Uptake will instead apply its AI to the “readiness” side of the equation. The services have come under criticism in recent years for spending profligately on expensive new hardware such as the F-35 Joint Strike Fighter while older, more practical vehicles fall into disrepair.
Uptake’s trial run was set up through a sole-source contract arrangement coordinated by the Defense Innovation Unit Experimental, known as DIUx, an agency created under the Obama administration to forge ties between tech companies and military agencies. The contract amount of $1 million could lead to more business for Uptake if the trial goes well, a person familiar with the deal said.
Uptake has made its business analyzing the masses of complex signals that come off industrial equipment, crunching the data to keep tabs on equipment components and give factory managers better insight into the state of their equipment. In some cases, the company places tiny sensors on industrial equipment to collect data, but with the Army’s vehicles the company will simply be analyzing the signals that are already produced by industrial equipment.

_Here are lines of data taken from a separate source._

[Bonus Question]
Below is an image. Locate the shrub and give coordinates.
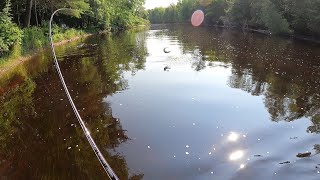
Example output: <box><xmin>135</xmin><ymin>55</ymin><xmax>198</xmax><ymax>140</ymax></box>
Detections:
<box><xmin>0</xmin><ymin>1</ymin><xmax>22</xmax><ymax>56</ymax></box>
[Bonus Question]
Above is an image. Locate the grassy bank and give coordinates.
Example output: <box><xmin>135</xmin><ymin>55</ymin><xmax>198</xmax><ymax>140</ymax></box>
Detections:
<box><xmin>0</xmin><ymin>25</ymin><xmax>93</xmax><ymax>76</ymax></box>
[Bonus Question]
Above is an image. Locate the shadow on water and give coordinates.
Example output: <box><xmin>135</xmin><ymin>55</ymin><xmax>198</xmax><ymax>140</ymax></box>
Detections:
<box><xmin>0</xmin><ymin>32</ymin><xmax>146</xmax><ymax>179</ymax></box>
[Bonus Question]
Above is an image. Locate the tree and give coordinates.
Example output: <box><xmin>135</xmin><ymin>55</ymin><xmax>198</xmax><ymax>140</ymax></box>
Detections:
<box><xmin>0</xmin><ymin>0</ymin><xmax>22</xmax><ymax>55</ymax></box>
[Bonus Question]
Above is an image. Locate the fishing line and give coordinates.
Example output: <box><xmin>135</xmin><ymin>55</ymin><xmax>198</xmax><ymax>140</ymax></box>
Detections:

“Just like humans have been putting their statuses on Facebook and Twitter, these machines have been putting out their statuses for decades and nobody’s been listening. Only recently do we have the technology to understand that,” said Ganesh Bell, president of Uptake Technologies.
Officials are taking a cautious approach at first. In the three years since its founding, Uptake has accumulated an impressive docket of industrial customers, including Boeing, Caterpillar and an undisclosed national trucking firm. But it is yet to be tested on military vehicles, leaving the Army in uncharted territory.
“I’m not convinced that this will be successful, but I’m really excited about the potential of it,” said Conley, the Army product manager. “We’re doing a pilot test to verify their claims before we do anything at scale.”
The company has argued that its wealth of experience and data from working with similar vehicles will give the company a strong starting point as it begins work with the Army.
The start-up benefits from the direct involvement of retired U.S. Navy Adm. Mike Mullen, who served as chairman of the Joint Chiefs of Staff under Presidents George W. Bush and Barack Obama. Mullen said he owns shares in the company and is consulting on military matters as a strategic adviser.
In an interview last week, Mullen said Uptake’s process could drastically improve upon the military’s current methods.
“What I’ve seen on the component side is you almost wait for failure and then figure it out,” Mullen said. Uptake’s analytics “will give you much better information on what your maintenance system should be. It allows you to be precisely predictive on when a part is going to fail, when a component is going to fail, when the whole system is going to fail.”
Mullen said it could one day grow beyond the Army’s basic pilot phase: “Based on the results I’ve seen there is a huge potential here for better outcomes and a lot less expense, which is what anybody in the military is focused on.”